Oehler also described America as one of the best places for stunt or trial bike riding, he said. Oehler particularly liked Pullman because of the really big hills, ledges and flat stones that are good for tricks.
Oehler also did a trick in Kuwait, jumping between open pickup trucks in a traffic jam, but described the experience as pretty lame. The trucks were barely even moving, he said.
He said his favorite experience in a performance of trial bike riding happened during a desert rock concert by Incubus and Iron Maiden in Dubí, Czech Republic.
Oehler quit competing after winning the World Championship in 2008 and will not be returning to it, he said. The sport has changed a lot since he won his last competition.
More static bike riding occurs now than street trials in competitions, he said. In a static trial, a biker would just jump up a ledge, but in a street trial they would have to ride toward the ledge, jump the ledge and keep riding. Oehler said he misses the fluidity of street trials.
The World Championship consists of three trials that in 2008 took place in Spain, France and Japan, and based on those scores a winner is selected, he said.
Also, Oehler quit so that he could get his bachelor's in sport science. Training and competing took so much time away from his studies that in Austria what is usually a two-year process took him six years to complete.
Oehler’s father was a rally driver and a big influence on him.
“In Austria we call it racing blood. He’s a competitive guy and he passed it onto me,” he said.
At the age of two his father gave him his first bike. Although it was too big for him, Oehler still enjoyed messing around on it, he said.
Later in life, he competed with friends, he said. Eventually he began serious competitions and then started doing shows and demonstrations until he became a professional. He never planned on becoming a successful trial bike rider, it just happened through a gradual process, he said.
Despite the pressure of competitive racing, Oehler said he still maintained a good childhood.
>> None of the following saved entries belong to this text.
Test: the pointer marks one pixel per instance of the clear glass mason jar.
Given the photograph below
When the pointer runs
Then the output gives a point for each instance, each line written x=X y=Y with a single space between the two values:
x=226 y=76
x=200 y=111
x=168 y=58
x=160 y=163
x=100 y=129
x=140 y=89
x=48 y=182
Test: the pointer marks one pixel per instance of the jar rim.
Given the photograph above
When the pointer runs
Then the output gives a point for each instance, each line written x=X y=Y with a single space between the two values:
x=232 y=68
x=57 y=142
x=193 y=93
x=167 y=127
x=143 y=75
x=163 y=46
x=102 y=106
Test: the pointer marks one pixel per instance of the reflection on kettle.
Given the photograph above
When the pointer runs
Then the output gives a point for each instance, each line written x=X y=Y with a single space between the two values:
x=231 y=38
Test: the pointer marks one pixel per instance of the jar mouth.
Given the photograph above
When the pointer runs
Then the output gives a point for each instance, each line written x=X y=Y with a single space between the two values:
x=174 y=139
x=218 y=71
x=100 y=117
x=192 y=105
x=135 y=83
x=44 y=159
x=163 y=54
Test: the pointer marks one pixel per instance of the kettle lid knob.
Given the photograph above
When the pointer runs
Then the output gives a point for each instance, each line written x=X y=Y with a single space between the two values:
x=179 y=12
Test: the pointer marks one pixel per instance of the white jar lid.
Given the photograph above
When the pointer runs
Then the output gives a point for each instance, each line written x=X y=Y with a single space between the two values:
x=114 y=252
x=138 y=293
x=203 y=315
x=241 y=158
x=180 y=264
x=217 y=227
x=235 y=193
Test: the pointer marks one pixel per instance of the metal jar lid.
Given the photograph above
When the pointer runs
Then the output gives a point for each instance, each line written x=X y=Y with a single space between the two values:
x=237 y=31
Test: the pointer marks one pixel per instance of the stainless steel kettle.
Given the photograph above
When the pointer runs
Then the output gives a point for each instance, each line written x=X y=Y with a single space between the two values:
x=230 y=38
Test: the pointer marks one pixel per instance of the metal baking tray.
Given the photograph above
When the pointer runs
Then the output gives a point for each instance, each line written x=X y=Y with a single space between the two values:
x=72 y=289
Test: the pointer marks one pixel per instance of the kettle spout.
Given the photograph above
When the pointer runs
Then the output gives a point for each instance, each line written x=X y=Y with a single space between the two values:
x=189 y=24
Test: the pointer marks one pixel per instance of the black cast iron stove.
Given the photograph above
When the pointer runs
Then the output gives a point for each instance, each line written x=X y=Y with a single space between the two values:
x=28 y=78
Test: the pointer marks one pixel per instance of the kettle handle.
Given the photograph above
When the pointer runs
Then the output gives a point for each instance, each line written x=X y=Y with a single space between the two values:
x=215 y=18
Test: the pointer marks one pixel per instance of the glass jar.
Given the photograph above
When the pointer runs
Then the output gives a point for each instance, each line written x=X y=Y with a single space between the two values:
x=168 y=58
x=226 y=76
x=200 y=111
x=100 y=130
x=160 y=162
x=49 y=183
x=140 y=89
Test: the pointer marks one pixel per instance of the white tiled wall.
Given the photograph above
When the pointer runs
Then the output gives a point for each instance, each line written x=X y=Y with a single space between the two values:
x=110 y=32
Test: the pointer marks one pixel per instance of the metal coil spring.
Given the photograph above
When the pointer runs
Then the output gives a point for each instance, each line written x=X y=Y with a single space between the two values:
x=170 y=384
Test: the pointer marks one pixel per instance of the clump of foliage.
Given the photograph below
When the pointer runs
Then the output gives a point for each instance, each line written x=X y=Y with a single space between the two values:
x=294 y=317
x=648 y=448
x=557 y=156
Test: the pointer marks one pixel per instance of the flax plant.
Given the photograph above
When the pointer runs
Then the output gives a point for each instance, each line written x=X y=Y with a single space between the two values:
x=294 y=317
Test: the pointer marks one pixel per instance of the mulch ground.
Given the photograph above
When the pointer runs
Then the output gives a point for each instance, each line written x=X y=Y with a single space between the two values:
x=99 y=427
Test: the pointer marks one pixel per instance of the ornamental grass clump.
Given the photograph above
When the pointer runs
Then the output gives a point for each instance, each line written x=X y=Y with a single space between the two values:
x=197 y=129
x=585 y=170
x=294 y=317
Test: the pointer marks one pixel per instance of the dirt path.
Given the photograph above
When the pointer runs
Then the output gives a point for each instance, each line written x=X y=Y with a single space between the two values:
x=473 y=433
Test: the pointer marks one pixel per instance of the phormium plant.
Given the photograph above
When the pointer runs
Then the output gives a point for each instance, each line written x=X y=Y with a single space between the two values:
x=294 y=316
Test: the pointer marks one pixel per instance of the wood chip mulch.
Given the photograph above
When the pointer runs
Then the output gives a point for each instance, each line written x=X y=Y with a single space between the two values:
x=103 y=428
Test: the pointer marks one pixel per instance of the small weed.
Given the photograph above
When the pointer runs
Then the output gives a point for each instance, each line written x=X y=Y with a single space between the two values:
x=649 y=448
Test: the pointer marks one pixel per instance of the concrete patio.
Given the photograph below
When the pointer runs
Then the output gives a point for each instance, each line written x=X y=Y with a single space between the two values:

It was really exciting to get to travel around the world and he still always had time to spend time with his friends, he said.
In the future Oehler would like to race world record track and field athletes with his bike.
F. Michelle Richardson, clinical assistant professor of Educational Leadership and Counseling Psychology, teaches a sports marketing class and had Oehler come to her class to speak to her students at 8 a.m. Wednesday.
“I wanted my students to think about athletics at a global level and get them to think about sports other than football, basketball and baseball,” she said.
It is relatively easy to market toward the big three sports, but if someone can market for a form athletics that is practically unknown, they can market for anybody, she said.